Desde 2010 venho conduzindo a Santa Sede – crônicas de botequim, uma cruza de oficina literária e projeto cultural que edita uma antologia por ano. Sob a inspiração da rotina boêmia dos escritores da época de ouro do gênero no Brasil, reúno as turmas no botequim para lermos e apartarmos nossa produção textual. Mais: para passarmos a limpo a vida, a semana, as alegrias e aflições. Para criarmos vínculos que transitem para além da ortografia ou da gramática. A meta é encontrar a voz literária de cada um percorrendo o caminho da alma, do coração. E, para os adeptos, também do chope, cerveja, vinho ou uísque – e água, suco ou refrigerante, com todo o respeito à abstinência.

Instigado a promover uma espécie de master class para a Santa Sede, e a lançar um segundo livro da série em 2014, busquei na lembrança do cinquentenário de partida de Antônio Maria a oportunidade ideal para glorificar sua memória. Antes de tudo, incitei o grupo a mergulhar no universo do escritor, ler sua obra, saber de sua vida. Refletir sobre nosso tempo em consonância com a sensibilidade mariana. Concomitantemente, pincei de sua produção pequenos fragmentos capazes de servirem de inspiração para novos textos, os quais aparecem no livro em forma de epígrafes. Daí surgiram 55 crônicas inéditas, as quais compõem este volume.

O resultado, graças a Deus, não se constitui em imitação ou apropriação de estilo. Antônio Maria entrou em nossa vida para servir de estímulo à escrita sensível e intensa, contaminando a voz literária de cada um dos cronistas em medida particular, intransferível. Outrossim, os temas internos dos autores foram preservados o tempo inteiro, deixando com que a influência servisse de enriquecimento, tempero, luz. Reverência. Era como se ele próprio estivesse em nossa mesa, opinando de modo generoso sobre a construção literária.

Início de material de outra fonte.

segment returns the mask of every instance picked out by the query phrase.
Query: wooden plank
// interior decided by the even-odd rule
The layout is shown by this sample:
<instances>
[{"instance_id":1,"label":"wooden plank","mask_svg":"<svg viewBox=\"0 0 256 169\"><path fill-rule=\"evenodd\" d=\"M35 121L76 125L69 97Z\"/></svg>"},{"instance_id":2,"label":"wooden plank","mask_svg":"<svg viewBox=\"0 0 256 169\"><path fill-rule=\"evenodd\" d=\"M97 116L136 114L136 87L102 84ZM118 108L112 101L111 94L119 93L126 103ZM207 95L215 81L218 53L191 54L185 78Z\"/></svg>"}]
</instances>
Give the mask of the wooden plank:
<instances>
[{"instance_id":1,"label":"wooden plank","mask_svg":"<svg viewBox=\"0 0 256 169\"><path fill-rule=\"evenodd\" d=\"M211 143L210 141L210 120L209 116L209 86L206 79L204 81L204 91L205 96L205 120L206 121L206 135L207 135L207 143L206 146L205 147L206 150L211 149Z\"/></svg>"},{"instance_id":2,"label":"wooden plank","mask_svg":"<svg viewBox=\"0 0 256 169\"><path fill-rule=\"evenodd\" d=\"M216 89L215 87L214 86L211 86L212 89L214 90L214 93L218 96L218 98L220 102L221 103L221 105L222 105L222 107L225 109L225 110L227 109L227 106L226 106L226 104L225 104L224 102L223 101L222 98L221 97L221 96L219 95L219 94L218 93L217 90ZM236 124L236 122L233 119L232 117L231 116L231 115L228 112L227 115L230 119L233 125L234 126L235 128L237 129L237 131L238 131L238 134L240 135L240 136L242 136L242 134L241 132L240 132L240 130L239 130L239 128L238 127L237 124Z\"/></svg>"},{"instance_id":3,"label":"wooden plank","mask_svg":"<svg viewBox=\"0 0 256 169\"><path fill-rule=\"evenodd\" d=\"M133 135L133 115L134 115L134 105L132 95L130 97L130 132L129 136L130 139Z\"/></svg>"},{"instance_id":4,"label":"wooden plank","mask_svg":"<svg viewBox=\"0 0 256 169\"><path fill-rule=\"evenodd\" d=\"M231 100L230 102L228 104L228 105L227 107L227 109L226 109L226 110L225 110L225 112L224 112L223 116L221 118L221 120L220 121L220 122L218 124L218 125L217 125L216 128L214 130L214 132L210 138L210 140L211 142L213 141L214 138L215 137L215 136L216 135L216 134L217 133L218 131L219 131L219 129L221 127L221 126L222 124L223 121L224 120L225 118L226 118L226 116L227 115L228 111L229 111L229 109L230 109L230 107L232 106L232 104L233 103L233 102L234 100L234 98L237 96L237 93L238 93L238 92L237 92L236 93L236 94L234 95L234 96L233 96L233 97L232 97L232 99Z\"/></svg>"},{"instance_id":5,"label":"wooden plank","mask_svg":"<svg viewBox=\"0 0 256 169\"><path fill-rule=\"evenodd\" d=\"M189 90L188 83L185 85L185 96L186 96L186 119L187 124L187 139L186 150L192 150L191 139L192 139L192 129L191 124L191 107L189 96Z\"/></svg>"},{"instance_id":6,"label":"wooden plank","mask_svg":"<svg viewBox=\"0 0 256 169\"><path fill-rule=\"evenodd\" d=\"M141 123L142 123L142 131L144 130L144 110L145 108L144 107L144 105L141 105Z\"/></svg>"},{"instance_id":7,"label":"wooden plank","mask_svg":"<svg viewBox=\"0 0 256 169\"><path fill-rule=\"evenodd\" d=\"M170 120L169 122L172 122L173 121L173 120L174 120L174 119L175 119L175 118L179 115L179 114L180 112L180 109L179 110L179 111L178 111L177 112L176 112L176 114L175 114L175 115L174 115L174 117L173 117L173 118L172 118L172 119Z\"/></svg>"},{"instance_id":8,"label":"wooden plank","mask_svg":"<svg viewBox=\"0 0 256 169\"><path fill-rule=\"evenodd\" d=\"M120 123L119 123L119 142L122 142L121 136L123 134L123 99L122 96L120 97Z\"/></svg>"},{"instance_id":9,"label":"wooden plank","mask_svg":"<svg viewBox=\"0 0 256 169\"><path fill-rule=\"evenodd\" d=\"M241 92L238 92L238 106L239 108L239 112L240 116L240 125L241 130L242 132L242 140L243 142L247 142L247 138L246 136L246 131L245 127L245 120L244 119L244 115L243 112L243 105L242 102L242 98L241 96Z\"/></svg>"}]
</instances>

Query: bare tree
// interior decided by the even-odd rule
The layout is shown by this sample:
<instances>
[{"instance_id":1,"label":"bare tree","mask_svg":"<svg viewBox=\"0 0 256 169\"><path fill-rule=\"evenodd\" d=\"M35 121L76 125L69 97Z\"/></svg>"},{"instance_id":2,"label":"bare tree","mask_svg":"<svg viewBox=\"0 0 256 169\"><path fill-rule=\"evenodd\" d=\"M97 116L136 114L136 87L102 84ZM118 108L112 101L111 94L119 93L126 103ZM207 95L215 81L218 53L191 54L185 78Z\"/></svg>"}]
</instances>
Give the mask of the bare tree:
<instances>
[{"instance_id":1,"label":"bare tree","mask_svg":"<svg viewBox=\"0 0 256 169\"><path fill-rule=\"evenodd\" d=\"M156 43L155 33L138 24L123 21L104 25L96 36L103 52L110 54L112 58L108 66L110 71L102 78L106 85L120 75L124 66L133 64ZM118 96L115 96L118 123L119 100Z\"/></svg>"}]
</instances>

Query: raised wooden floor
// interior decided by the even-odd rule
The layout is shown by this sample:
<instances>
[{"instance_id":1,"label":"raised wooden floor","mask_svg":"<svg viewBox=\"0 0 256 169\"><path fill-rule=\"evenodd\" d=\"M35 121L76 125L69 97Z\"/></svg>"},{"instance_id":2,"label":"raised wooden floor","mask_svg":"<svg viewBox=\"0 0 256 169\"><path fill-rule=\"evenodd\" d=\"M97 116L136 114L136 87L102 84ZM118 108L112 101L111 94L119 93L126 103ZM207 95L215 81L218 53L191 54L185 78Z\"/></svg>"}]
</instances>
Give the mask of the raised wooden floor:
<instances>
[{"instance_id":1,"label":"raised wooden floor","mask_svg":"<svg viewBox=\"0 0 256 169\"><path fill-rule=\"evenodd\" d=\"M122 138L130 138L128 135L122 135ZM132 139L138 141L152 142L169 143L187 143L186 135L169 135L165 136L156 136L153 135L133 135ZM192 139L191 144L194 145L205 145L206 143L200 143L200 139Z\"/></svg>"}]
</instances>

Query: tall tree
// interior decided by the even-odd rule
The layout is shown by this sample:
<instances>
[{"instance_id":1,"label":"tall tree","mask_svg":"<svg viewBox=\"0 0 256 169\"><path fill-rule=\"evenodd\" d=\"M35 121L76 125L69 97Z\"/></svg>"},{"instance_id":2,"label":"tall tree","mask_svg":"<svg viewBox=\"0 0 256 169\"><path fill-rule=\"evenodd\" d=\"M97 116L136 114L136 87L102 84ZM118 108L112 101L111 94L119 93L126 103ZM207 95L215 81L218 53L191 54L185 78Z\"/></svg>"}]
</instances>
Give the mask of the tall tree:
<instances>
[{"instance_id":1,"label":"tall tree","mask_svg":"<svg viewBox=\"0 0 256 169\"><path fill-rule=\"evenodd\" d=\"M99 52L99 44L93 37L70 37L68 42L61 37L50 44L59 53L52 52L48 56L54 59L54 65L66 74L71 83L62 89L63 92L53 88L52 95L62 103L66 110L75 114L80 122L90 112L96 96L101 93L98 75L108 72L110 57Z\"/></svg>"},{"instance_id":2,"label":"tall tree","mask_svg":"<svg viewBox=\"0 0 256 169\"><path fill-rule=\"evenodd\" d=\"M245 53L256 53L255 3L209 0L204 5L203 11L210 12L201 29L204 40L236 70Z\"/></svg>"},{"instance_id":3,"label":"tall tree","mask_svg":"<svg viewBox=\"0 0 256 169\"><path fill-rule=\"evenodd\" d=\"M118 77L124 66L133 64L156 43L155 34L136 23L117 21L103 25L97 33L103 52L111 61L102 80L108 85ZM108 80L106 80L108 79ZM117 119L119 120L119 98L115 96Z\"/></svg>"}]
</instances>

Assim nasceu Maria Volta ao Bar, livro organizado por mim, com co-organização de Felipe Basso, textos nossos e de Dora Almeida, Gerson Kauer (também nosso capista), Linda Grossi, Luciana Farias, Mariana Marimon, Roberto Marques, Tiago Pedroso, Vanessa Conz e Zulmara Fortes. Nosso modo carinhoso de sonhar que, se vivo fosse, se em Porto Alegre morasse, poderíamos ser amigos de Maria, com ele rir e chorar, por ele cruzar a cidade em busca do último bar aberto na madrugada. Quando em 15 de outubro de 1964 Vinícius de Moraes soube da morte de Maria, escreveu: “Acabou a sua sede, a sua fome, a sua cólera”. Longe de nós desdizer as palavras de Poesia – era como Antônio nominava Vinícius. Contudo, enquanto houver sede no mundo, haverá quem em Antônio Maria Araújo de Morais se inspire. Seu coração ainda bate em nosso peito. A boa sede jamais cessa ou sacia.